Was im Coronasommer erlaubt ist und was nicht
06:54 Minuten
„Sind Sie eigentlich schon geimpft?“ Für den Benimmexperten Clemens Graf von Hoyos ist diese beiläufige Frage keine harmlose. Auch beim Verkünden eigener Urlaubspläne sei Vorsicht angebracht, findet der Vorsitzende der Knigge-Gesellschaft.
Endlich wieder Freunde und Bekannte treffen, endlich wieder im Café sitzen: Nach dem langen Coronawinter strömen die Menschen derzeit nach draußen und genießen die Lockerungen der strengen Pandemiemaßnahmen. Doch im Umgang miteinander einfach nahtlos an die Zeit vor Corona anzuknüpfen, das wird nicht funktionieren, meint Clemens Graf von Hoyos, der Vorsitzende der Deutschen-Knigge-Gesellschaft.
Neue Regeln des Smalltalks
"Mit Sicherheit ist da etwas auf der Strecke geblieben, beziehungsweise hat sich da etwas verändert", sagt der Experte für gutes Benehmen. "Ich merke an mir selber, dass ich dünnhäutiger geworden bin." In der Zeit des Social Distancing habe das soziale Regulativ gefehlt.
"Es heißt ja in der Psychologie: Ohne Du kein Ich. Dadurch, dass wir so eingeschränkt gelebt haben, wenig Begegnungen mit anderen Menschen hatten, kann es schon passieren, dass man irgendwelche Spleens und Eigenheiten entwickelt hat, die nicht klassisch unter das gute Benehmen fallen."
Der Benimmexperte sieht durch die Pandemie auch Neuerungen, was die Regeln des Smalltalks betrifft. So könne zum Beispiel das Thema "Impfen" durchaus heikel sein, da es gleich mehrere Tabus berühre, wie der Benimmexperte erklärt: Politik, Religion, Krankheit und Tod.
Er rät, das Thema "Impfung" besser nicht anzusprechen, sondern das Thema gegebenenfalls "auf sich zukommen zu lassen – und dann natürlich auch mit einer hohen Ambiguitätstoleranz".
Auch vom eigenen geplanten Urlaub zu sprechen, habe die Unschuld verloren. Von Hoyos rät hier jedenfalls zur Zurückhaltung: "Wir wollen ja ein unbefangenes Gespräch führen.
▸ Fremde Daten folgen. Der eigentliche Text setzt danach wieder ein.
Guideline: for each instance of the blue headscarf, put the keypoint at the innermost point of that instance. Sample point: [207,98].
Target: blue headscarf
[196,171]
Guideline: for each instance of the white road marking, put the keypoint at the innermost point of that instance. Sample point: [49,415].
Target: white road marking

Wenn ich von meinen Urlaubsplänen spreche – wir sind hier in Deutschland leider eher von einer Kultur des Neides als von einer Kultur des Gönnens geprägt – dann kann das schon zu Befangenheit bei meinem Gegenüber führen."
Wie man Verschwörungsgläubigen gegenübertritt
Und was macht man mit der eigenen Befangenheit im Umgang mit Menschen, die sich beharrlich weigern eine Maske zu tragen oder die andere Coronaregeln ablehnen?
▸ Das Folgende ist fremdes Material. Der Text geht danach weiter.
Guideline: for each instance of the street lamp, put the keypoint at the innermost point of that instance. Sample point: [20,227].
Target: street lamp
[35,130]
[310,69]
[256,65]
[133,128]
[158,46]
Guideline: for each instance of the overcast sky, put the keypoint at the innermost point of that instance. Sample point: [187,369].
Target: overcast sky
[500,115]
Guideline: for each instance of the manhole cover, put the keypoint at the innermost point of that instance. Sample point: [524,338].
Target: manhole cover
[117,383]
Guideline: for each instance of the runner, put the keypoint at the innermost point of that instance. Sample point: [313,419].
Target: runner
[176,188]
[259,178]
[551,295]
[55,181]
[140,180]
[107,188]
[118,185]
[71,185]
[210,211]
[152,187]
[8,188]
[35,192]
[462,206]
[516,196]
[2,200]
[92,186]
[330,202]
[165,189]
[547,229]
"Da gibt es tatsächlich von Adolf Freiherr Knigge selbst einen Ausspruch, wie man mit Verschwörungsmystikern oder -theoretikern umgehen könnte", sagt der Vorsitzende der Knigge-Gesellschaft.
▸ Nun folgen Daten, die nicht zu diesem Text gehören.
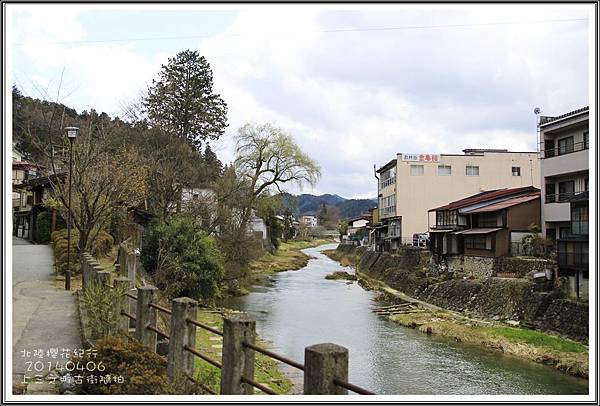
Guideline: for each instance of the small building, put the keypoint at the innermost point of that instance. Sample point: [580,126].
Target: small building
[308,221]
[573,249]
[488,224]
[358,228]
[411,183]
Knigge habe dazu geraten, sich zunächst davon nicht verrückt machen zu lassen, sondern sachlich zu bleiben. "'Wenn man aber weiter versucht, sich an mir zu reiben' – das sind seine Worte – sollte man den Leuten in eindeutigen Worten entgegentreten, dann wirklich mit klarer Kante sagen, dieses und jenes ist mir persönlich wichtig, deswegen lassen Sie uns doch bitte hier Vernunft walten, ganz gleich, wie man zu den einzelnen Maßnahmen steht."